The story of the enigmatic Jozef Pilsudski, the founding father of modern Poland: a brilliant military leader and high-minded statesman who betrayed his own democratic vision by seizing power in a military coup.
In the story of modern Poland, no one stands taller than Jozef Pilsudski. From the age of sixteen he devoted his life to reestablishing the Polish state that had ceased to exist in 1795. Ahead of World War I, he created a clandestine military corps to fight Russia, which held most Polish territory. After the war, his dream of an independent Poland realized, he took the helm of its newly democratic political order. When he died in 1935, he was buried alongside Polish kings.
Yet Pilsudski was a complicated figure. Passionately devoted to the idea of democracy, he ceded power on constitutional terms, only to retake it a few years later in a coup when he believed his opponents aimed to dismantle the democratic system. Joshua Zimmerman’s authoritative biography examines a national hero in the thick of a changing Europe, and the legacy that still divides supporters and detractors. The Poland that Pilsudski envisioned was modern, democratic, and pluralistic. Domestically, he championed equality for Jews. Internationally, he positioned Poland as a bulwark against Bolshevism. But in 1926 he seized power violently, then ruled as a strongman for nearly a decade, imprisoning opponents and eroding legislative power.
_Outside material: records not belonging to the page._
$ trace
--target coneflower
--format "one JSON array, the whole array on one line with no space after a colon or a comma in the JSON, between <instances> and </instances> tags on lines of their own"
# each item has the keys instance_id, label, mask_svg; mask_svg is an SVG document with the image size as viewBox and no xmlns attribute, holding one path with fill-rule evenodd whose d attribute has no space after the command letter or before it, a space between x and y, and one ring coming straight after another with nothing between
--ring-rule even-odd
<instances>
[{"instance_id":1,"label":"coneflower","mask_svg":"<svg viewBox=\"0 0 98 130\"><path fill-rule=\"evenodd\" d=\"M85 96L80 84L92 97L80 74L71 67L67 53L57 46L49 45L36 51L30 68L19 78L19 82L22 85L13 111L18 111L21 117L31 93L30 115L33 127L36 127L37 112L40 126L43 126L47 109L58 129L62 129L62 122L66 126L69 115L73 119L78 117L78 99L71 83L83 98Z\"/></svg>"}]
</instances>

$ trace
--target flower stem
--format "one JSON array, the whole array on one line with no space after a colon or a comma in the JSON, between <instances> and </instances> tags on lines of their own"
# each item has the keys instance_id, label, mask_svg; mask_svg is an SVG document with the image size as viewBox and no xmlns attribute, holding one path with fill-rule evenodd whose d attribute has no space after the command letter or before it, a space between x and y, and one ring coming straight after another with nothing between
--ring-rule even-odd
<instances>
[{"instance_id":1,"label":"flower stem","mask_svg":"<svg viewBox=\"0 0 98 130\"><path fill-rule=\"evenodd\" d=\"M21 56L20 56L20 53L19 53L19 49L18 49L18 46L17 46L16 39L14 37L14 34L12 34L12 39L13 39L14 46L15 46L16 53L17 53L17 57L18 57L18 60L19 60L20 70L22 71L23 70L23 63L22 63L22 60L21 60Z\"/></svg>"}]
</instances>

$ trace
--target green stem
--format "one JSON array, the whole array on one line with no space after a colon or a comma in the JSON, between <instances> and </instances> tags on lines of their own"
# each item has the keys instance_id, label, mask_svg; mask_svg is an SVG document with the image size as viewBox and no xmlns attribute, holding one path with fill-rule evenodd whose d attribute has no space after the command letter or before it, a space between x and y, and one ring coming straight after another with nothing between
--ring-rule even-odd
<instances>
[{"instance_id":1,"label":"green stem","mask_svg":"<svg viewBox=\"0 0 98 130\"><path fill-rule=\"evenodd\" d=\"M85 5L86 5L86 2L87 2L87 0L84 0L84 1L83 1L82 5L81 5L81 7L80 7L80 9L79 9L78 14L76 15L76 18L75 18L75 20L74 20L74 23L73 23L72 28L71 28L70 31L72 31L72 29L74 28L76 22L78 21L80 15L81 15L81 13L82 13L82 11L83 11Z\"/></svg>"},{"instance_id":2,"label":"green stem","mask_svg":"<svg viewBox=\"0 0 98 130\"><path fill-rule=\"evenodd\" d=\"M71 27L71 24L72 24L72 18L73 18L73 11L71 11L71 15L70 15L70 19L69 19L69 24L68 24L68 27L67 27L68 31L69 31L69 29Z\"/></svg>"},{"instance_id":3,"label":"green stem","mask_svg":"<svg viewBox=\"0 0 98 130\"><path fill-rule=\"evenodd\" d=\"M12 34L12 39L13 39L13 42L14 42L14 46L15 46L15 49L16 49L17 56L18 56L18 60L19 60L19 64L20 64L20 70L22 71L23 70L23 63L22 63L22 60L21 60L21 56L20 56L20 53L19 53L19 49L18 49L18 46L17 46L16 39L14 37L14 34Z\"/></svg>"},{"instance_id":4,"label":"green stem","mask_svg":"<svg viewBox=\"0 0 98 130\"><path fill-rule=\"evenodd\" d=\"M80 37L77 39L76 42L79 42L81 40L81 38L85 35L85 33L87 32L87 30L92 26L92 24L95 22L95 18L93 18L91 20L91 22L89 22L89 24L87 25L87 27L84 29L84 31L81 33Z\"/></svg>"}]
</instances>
In Zimmerman’s telling, Pilsudski’s faith in the young democracy was shattered after its first elected president was assassinated. Unnerved by Poles brutally turning on one another, the father of the nation came to doubt his fellow citizens’ democratic commitments and thereby betrayed his own. It is a legacy that dogs today’s Poland, caught on the tortured edge between self-government and authoritarianism.